In the last 10+ years the only "runaway jobs" I have ever seen that had any
out of control impact on DASD usage were the result of WRKQRY with file
output selected. These files are also created by default with *NOMAX so
there is no way to prevent someone chewing up the storage via WRKQRY short
of managing storage at the profile level (which I also never bother with).

I recommend never attempting to manage the storage at the table level, it
always causes more problem than it solves by unexpectedly stopping jobs
when they hit the "number of record" ceiling.
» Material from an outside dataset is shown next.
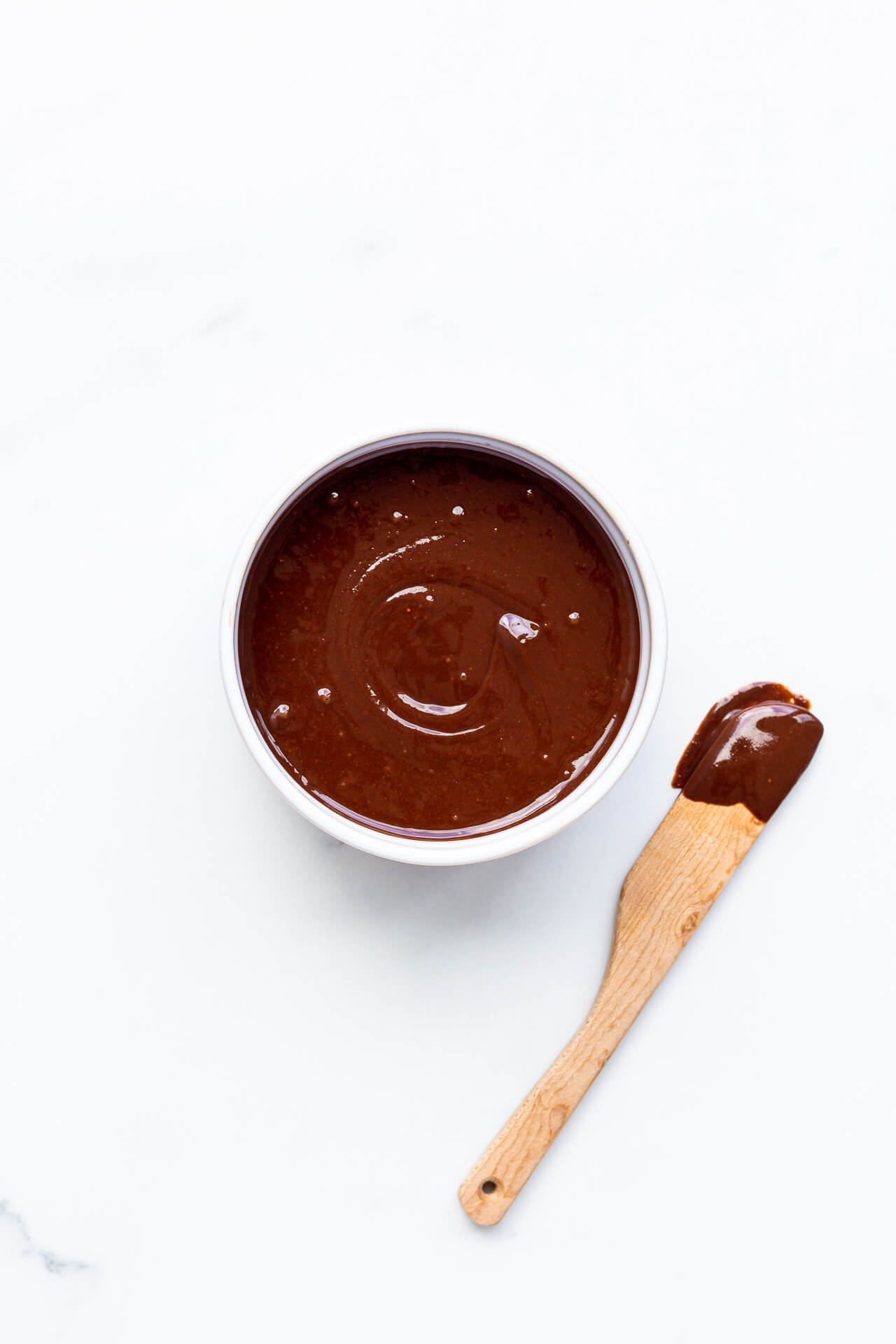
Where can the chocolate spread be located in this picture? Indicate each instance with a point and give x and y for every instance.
(751, 748)
(438, 641)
Instead, invest in whatever you require to allow you to get system alerts -
including storage messages - and manage the system at the storage level.


On Fri, Jan 15, 2016 at 8:45 AM, Buck Calabro <kc2hiz@xxxxxxxxx> wrote:

On 1/14/2016 2:21 PM, rob@xxxxxxxxx wrote:

Having some sort of ceiling does help to prevent the "run away" job.

I deal with a tremendous variety of code here, from System/3 vintage
matching record to brand new **FREE. In 8 years I have yet to encounter
an unattended runaway job. Now, when a developer is testing
something... sure. But they're usually quick to kill that job. Lot of
words to say that I don't worry about a runaway job filling up my DASD.
And we run unattended at night and weekends.

What I fail to see in that, and in SYSTABLES or SYSTABLESTAT, is the
maximum number of rows.

I didn't see that either; DSPFD shows the increments, the increment size
and the file capacity. If I had to manage disk tightly, I might DSPLOG
LOG(QHST) MSGID(CPF4058 CPA5305) to find candidates. Then DSPFD these
to help analyse what needs to happen.